Les psychologues s'enferment dans une bulle pour éviter que leurs patients ne les rendent fous. En se protégeant ainsi, ne perdent-ils pas une part de l'efficacité possible? Finalement, un vrai ami qui n'a pas vraiment besoin de se distancer pourrait-il être utile?

Jean-Claude


Cher Jean-Claude,

Cette idée de bulle m'est totalement inconnue. Je ne sais qui vous a appris cela, mais il est formellement impossible à un analyste de se placer dans une bulle, au risque de ne pouvoir comprendre le patient.
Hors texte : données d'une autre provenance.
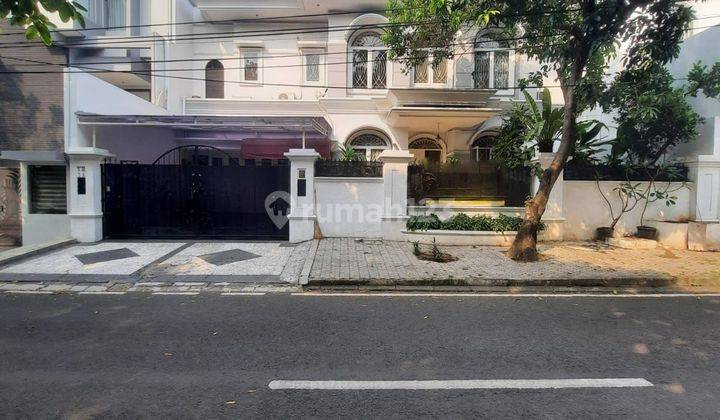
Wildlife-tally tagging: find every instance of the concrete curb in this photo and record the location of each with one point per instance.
(485, 283)
(309, 260)
(17, 254)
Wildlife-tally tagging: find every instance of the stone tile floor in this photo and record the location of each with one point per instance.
(164, 262)
(348, 260)
(65, 261)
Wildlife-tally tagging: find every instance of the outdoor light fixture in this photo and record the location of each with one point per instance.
(302, 183)
(81, 180)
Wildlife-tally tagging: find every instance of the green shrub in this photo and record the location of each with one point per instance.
(463, 222)
(431, 222)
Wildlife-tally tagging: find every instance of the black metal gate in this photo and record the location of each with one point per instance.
(189, 201)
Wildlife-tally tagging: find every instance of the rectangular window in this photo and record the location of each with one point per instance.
(440, 72)
(312, 67)
(421, 72)
(250, 66)
(501, 71)
(115, 12)
(48, 190)
(360, 69)
(481, 75)
(379, 69)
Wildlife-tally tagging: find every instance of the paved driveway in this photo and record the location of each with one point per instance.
(174, 261)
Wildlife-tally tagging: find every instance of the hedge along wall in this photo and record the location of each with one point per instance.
(584, 209)
(350, 206)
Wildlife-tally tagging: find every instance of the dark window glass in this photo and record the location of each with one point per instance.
(48, 190)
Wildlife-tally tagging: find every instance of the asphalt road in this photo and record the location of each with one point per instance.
(209, 356)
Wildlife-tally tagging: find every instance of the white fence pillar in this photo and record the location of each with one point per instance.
(395, 163)
(85, 182)
(302, 194)
(704, 172)
(554, 214)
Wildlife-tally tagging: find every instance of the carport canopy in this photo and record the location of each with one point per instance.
(311, 125)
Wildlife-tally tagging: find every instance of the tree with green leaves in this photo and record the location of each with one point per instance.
(703, 79)
(32, 15)
(652, 115)
(573, 40)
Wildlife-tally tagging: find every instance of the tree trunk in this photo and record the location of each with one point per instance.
(524, 247)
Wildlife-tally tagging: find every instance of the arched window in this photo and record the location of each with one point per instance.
(492, 63)
(426, 148)
(214, 79)
(370, 142)
(429, 72)
(482, 146)
(369, 61)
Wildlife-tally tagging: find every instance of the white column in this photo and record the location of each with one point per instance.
(704, 172)
(302, 207)
(85, 210)
(395, 163)
(554, 214)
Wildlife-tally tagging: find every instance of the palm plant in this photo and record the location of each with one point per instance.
(544, 124)
(588, 145)
(348, 154)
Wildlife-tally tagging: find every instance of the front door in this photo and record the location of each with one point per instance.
(194, 201)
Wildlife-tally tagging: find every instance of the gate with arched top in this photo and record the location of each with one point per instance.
(196, 192)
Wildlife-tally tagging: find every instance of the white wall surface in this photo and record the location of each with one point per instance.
(585, 209)
(350, 207)
(143, 144)
(87, 93)
(39, 228)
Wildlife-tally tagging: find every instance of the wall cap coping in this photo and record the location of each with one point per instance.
(85, 215)
(468, 208)
(459, 232)
(395, 218)
(396, 156)
(356, 179)
(302, 155)
(89, 152)
(302, 217)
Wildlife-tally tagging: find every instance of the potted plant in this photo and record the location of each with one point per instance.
(629, 195)
(654, 193)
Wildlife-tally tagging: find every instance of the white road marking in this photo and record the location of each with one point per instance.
(30, 292)
(242, 294)
(176, 293)
(463, 384)
(460, 294)
(101, 293)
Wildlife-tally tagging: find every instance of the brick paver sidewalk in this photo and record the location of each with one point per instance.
(348, 260)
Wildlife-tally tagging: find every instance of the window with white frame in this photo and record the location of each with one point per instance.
(48, 189)
(369, 142)
(429, 72)
(369, 61)
(492, 63)
(250, 69)
(115, 14)
(312, 66)
(482, 147)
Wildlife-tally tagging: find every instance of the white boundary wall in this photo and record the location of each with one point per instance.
(585, 210)
(350, 207)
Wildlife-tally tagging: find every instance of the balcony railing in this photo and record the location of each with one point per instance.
(469, 182)
(327, 168)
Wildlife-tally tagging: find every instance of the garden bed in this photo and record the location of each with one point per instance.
(462, 229)
(461, 237)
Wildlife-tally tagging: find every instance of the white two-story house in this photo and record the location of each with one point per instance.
(152, 87)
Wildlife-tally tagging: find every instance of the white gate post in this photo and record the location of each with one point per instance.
(85, 193)
(395, 163)
(302, 194)
(554, 216)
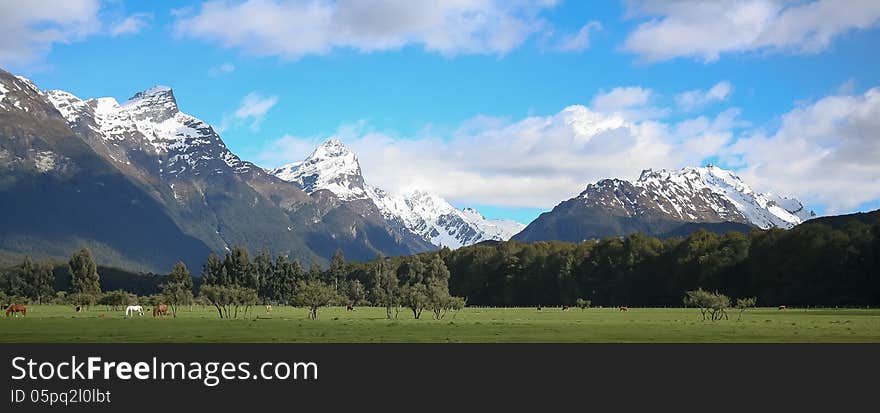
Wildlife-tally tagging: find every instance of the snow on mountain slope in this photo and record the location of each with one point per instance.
(709, 194)
(150, 121)
(334, 167)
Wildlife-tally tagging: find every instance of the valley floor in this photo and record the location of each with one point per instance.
(51, 323)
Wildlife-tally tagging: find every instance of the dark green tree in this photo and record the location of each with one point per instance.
(84, 278)
(313, 294)
(177, 289)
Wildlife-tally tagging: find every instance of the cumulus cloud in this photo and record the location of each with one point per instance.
(694, 99)
(579, 41)
(532, 162)
(630, 101)
(293, 29)
(252, 110)
(825, 152)
(29, 29)
(706, 29)
(132, 24)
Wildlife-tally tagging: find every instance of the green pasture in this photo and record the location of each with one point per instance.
(52, 323)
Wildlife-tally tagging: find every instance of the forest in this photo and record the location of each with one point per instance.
(815, 264)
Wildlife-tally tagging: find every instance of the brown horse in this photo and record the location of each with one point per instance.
(16, 308)
(160, 309)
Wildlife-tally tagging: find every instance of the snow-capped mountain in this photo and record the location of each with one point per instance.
(661, 202)
(150, 122)
(335, 168)
(179, 166)
(698, 194)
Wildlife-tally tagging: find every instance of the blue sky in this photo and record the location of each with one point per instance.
(476, 98)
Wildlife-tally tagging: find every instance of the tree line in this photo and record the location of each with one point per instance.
(811, 265)
(236, 282)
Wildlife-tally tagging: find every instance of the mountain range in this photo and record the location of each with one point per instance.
(666, 203)
(144, 184)
(333, 167)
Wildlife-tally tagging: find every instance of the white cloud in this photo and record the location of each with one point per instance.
(532, 162)
(294, 29)
(707, 29)
(631, 101)
(29, 29)
(579, 41)
(252, 110)
(825, 152)
(221, 69)
(695, 99)
(132, 24)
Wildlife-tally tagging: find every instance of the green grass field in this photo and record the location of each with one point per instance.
(288, 325)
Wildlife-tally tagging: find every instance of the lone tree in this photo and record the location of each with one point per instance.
(32, 280)
(583, 304)
(313, 294)
(84, 278)
(712, 305)
(229, 299)
(743, 304)
(385, 289)
(415, 297)
(177, 290)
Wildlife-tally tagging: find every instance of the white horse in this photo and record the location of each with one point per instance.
(130, 310)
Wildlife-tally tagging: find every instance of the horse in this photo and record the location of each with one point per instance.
(160, 309)
(14, 309)
(130, 310)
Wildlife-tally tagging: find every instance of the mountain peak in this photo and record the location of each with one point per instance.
(697, 193)
(332, 148)
(155, 91)
(157, 103)
(332, 166)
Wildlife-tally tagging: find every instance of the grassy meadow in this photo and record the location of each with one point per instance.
(51, 323)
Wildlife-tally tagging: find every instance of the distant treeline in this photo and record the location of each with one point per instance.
(820, 263)
(813, 264)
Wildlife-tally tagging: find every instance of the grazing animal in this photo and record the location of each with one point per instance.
(160, 309)
(14, 309)
(130, 310)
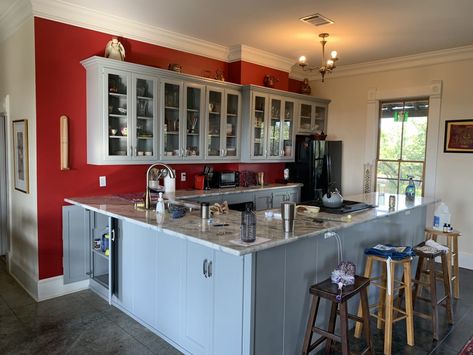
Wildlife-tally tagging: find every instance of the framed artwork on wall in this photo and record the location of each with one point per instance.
(20, 155)
(458, 136)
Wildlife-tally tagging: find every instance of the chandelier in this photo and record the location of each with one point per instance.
(327, 65)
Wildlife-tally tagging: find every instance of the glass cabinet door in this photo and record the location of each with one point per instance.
(194, 127)
(145, 126)
(320, 115)
(232, 140)
(215, 101)
(288, 129)
(172, 126)
(305, 118)
(275, 128)
(118, 115)
(259, 114)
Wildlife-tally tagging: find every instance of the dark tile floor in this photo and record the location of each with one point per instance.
(79, 323)
(83, 323)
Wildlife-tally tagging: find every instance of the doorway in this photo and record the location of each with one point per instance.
(4, 247)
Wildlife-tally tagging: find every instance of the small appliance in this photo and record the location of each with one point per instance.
(222, 179)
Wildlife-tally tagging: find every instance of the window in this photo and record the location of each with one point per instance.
(401, 145)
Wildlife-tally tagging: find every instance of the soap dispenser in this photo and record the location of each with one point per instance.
(160, 204)
(410, 190)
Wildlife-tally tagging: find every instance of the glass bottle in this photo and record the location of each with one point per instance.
(248, 224)
(410, 190)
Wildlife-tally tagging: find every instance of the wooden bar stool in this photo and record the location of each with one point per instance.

Effectivement, c'est une interaction constante qui doit se jouer entre les deux personnes. L'analyste ne doit en aucun cas conseiller d'après sa propre vie, j'y consens, mais de là à s'éloigner du patient, ce n'est pas tolérable.

D'ailleurs, puisque vous citez l'amitié, je pense qu'un psychanalyste doit se rapprocher du rôle d'ami, car il doit y avoir une certaine confiance à son égard, sans oublier qu'il ne fait aucunement intervenir sa propre vie, mais se concentre bien sur la seule vie du patient. Vous constaterez que tout cela est impossible si l'analyste se place dans une quelconque bulle psychologique.